With all of the hubbub surrounding Google Office today I decided to write this blog post using Google Writely, which is an in-browser word processor that is part of the Google Docs & Spreadsheets service. It’s pretty nice so far, and I like that it has an autosave feature, because I’ve made use of it with this post. I started it, got distracted, and didn’t find my way back until now… 6 hours later.
But that’s not why I started this post.
I’ve been keeping up with Windows Vista. I’ve installed it. I’ve poked and prodded it. I’ve used the browser, created accounts, set up printing, mounted a networked file system, checked out the firewall settings, and, of course, mucked about with the pretty graphical enhancements they’ve made to Vista. Then, I spoke to other people. Two of the people I spoke two were Windows administrators, and generally “Windows guys”. I spoke to Windows end users who have recently purchased machines with Vista pre-installed. I’ve been in online forums and chat rooms, and scanned a few mailing lists as well, all to try to figure out what the big deal is in this most recent release of Windows.
Here’s the thing: it’s not a big deal.
If you use XP, Vista really only changes things that are going to annoy you. They’ve completely overhauled the Start menu, they’ve moved a bunch of stuff around, they made the navigation *look* slicker while at the same time actually being no more useful than it ever was, and meanwhile, when you actually find what you were looking for, it looks pretty much exactly like it did in XP. In short, they’ve made the same exact tools harder to find, but made the menus look slicker.
I forgot what Windows calls the desktop “widgets” it allows you to place on your desktop. I guess that’s because Apple actually calls them “widgets” in their “Dashboard” implementation, which is done so much better that to see the Windows version made me chuckle. It’s a joke, really. Windows typically doesn’t do new features very well – at least not at first. Also, don’t make the mistake of thinking that anything in Vista passes for “innovation”. For example, IE7 has tabs. Big whoop. Open source browsers you’ve never heard of made better use of tabs 6 or 7 years ago than IE7 does today. Believe it. Sad but true.
The security? Well, don’t buy the marketing. For every security feature Microsoft has added to Windows, there’s already an exploit, and the OS has only been out for about a month.
In short, if you need to purchase a desktop system, and you’re a non-technical end user type user, I hate to say it, but… buy a Mac. After using Linux for almost 10 years, I’m still not ready to give it the green light on the desktop. Macs are expensive, but I believe they’re worth it. On my desk sits the sickest workstation you could ever want to own: dual core amd processor, dual 20″ LCD monitors, 2GB RAM, 250GB hard drive, GigE networking, UPS, insane graphics card… the works. In spite of that, I’ve found that, after about a two month adjustment period, I now do 99.99% of my work, and 100% of my play, on my 15.4″ MacBook Pro laptop. The .01% of the work I do on my Linux machine is not because the Mac isn’t capable – it’s that the Mac isn’t on the secure network where certain administrative functions have to take place.

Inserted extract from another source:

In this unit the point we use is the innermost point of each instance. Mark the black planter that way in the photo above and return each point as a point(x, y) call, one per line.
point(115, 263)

The Mac can run Microsoft Office. It can run Quicken. It can run Photoshop (in fact, it’s recommended by Adobe). It has wonderful applications, either built in or readily available to handle mail, calendaring and browsing and other day-to-day activities. It can do whatever the heck you want. If you’re a desktop user, Apple wants your business, and they’re working damn hard to prove that on an ongoing continuous basis. Linux, as a community, is mostly solving their own issues, scratching their own collective itch, and fighting with eachother. I sincerely hope Linux comes around, because with three major desktop competitors, the end users win, and I have sentimental and work-related ties to Linux.
Remember this, if nothing else: Windows users pick on Linux for a host of reasons, some are even valid gripes. Windows users pick on the Mac for one reason and one reason only: jealousy.